DOUZIÈME LÉGISLATURE

Enregistré à la Présidence de l'Assemblée nationale le 11 juin 2003

PROPOSITION DE RÉSOLUTION

sur la diversité linguistique dans l'Union européenne
(documents E 2275-1, E 2024 et E 2182)

(Renvoyée à la commission des affaires culturelles, familiales et sociales, à défaut de constitution d'une commission spéciale dans les délais prévus par les articles 30 et 31 du Règlement)

PRÉSENTÉE,

en application de l'article 151-1 du Règlement,

par M. Michel HERBILLON

Rapporteur de la Délégation

pour l'Union européenne,

Député.

________________________________________________________________

Voir le numéro : 902.

Culture.

EXPOSE DES MOTIFS

Mesdames, Messieurs,

Le régime linguistique de l'Union européenne est unique au monde. En posant le principe d'égalité des langues officielles et de travail, le règlement n°1 du 15 avril 1958 constitue le socle juridique d'un multilinguisme protecteur qui permet à chaque citoyen d'écrire à une institution ou à un organe de l'Union dans l'une des langues officielles et de recevoir une réponse rédigée dans la même langue.

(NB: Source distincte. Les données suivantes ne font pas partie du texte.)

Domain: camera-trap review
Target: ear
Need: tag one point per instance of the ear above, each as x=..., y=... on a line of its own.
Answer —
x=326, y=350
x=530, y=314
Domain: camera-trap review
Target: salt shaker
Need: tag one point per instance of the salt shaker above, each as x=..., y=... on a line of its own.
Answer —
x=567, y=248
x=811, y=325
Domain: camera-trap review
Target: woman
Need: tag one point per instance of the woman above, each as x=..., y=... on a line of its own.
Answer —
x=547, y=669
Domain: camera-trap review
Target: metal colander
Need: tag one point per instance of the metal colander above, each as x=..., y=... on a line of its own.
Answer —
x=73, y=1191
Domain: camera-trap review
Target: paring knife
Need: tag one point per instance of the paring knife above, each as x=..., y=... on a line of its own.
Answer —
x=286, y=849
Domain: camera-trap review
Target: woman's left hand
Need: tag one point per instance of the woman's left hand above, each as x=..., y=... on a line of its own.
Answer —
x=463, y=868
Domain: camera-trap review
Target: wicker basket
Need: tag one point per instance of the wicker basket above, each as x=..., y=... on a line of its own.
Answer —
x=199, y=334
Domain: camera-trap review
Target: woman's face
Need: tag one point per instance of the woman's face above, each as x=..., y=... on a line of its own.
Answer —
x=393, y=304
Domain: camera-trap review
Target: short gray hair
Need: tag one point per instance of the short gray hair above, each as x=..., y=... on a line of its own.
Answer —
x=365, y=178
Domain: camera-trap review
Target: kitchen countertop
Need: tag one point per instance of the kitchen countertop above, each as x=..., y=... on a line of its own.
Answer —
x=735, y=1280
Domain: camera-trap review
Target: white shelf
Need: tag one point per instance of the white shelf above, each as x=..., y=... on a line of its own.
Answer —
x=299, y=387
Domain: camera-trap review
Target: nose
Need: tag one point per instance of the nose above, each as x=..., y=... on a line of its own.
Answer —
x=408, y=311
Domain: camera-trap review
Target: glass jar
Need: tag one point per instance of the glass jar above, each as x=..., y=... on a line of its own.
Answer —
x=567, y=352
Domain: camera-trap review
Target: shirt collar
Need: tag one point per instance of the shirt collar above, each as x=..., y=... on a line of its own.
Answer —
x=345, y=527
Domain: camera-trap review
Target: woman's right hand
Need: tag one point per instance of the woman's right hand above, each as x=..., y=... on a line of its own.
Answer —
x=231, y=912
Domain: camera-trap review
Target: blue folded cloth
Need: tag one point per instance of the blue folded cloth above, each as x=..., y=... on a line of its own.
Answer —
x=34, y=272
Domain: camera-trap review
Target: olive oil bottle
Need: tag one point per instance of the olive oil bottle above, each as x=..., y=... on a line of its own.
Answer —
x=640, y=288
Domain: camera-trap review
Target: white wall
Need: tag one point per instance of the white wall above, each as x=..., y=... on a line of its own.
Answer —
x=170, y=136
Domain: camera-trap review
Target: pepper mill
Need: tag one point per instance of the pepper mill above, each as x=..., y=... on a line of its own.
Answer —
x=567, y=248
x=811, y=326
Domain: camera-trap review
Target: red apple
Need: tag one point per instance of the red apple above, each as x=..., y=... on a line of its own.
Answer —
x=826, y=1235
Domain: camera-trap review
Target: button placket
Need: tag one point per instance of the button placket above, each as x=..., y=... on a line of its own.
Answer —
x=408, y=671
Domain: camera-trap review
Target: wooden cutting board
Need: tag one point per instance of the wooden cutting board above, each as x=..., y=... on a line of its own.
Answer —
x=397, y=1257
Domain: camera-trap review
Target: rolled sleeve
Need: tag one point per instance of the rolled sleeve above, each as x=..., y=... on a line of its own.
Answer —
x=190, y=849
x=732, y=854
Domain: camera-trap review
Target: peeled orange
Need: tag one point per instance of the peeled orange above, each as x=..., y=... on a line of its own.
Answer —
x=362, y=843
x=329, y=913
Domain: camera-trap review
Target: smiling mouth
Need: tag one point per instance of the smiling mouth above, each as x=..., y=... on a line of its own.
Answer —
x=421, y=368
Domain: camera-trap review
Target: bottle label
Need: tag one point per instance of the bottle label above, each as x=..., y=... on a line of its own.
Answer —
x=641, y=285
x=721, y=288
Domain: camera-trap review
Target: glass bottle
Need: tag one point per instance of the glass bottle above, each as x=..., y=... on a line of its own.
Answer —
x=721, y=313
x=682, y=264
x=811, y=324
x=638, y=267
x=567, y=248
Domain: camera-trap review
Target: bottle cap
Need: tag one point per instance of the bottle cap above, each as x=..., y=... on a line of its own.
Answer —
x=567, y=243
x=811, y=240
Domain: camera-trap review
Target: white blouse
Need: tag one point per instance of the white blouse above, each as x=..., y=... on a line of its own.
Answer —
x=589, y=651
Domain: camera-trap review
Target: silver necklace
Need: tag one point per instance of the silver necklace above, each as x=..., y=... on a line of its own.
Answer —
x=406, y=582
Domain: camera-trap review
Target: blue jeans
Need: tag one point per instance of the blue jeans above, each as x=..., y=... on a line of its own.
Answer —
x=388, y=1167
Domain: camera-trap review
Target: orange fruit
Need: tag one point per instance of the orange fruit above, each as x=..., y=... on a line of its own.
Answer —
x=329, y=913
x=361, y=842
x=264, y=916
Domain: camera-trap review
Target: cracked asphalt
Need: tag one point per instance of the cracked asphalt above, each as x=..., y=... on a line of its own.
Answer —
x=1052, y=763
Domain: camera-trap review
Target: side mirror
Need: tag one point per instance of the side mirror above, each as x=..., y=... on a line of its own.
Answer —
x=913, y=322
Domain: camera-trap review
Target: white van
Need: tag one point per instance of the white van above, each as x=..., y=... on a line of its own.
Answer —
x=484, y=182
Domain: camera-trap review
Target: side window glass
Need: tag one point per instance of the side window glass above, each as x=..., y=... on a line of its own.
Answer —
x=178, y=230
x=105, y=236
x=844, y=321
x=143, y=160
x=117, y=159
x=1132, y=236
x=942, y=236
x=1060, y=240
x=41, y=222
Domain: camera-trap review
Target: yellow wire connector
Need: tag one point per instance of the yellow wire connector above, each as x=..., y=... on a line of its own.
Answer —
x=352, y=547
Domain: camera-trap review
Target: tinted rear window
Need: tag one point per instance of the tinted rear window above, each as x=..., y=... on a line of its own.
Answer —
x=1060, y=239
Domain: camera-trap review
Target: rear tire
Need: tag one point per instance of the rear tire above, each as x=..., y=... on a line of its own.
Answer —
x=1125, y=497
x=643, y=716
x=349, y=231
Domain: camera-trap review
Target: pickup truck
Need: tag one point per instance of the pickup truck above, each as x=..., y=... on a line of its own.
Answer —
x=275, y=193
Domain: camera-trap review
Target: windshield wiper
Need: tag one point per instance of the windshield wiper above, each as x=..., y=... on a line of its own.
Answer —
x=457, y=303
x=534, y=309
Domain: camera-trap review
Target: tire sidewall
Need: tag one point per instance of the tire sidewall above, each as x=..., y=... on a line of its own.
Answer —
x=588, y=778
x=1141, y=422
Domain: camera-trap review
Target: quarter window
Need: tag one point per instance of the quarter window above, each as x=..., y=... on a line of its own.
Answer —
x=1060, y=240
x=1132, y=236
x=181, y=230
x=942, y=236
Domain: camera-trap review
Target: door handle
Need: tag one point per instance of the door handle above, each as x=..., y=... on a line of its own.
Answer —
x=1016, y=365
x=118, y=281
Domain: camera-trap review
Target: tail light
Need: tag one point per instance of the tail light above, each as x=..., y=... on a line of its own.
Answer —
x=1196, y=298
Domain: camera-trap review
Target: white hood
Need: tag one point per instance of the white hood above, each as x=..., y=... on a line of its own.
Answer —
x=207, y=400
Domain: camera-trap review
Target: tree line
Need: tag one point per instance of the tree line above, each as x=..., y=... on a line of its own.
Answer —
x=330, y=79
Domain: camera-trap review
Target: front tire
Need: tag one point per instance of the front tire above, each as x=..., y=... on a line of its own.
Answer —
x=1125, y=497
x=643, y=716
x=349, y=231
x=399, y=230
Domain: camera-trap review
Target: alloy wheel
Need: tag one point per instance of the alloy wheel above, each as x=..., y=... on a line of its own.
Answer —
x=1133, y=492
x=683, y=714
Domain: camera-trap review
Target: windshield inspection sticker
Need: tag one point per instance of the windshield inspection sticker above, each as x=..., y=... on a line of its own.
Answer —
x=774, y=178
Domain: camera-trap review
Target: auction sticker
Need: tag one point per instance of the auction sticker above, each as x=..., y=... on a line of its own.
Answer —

Avec l'élargissement à dix nouveaux pays, le nombre de langues officielles va passer de onze à vingt et plus, posant ainsi l'urgence d'une adaptation du régime linguistique des institutions. Or, au fil du temps, les pratiques qui se sont développées ont rendu certaines langues plus égales que d'autres. Parce que la Convention européenne s'apprête à consacrer la diversité linguistique au rang des principes constitutionnels, l'établissement d'un régime linguistique stable, juste et pérenne est plus que jamais nécessaire.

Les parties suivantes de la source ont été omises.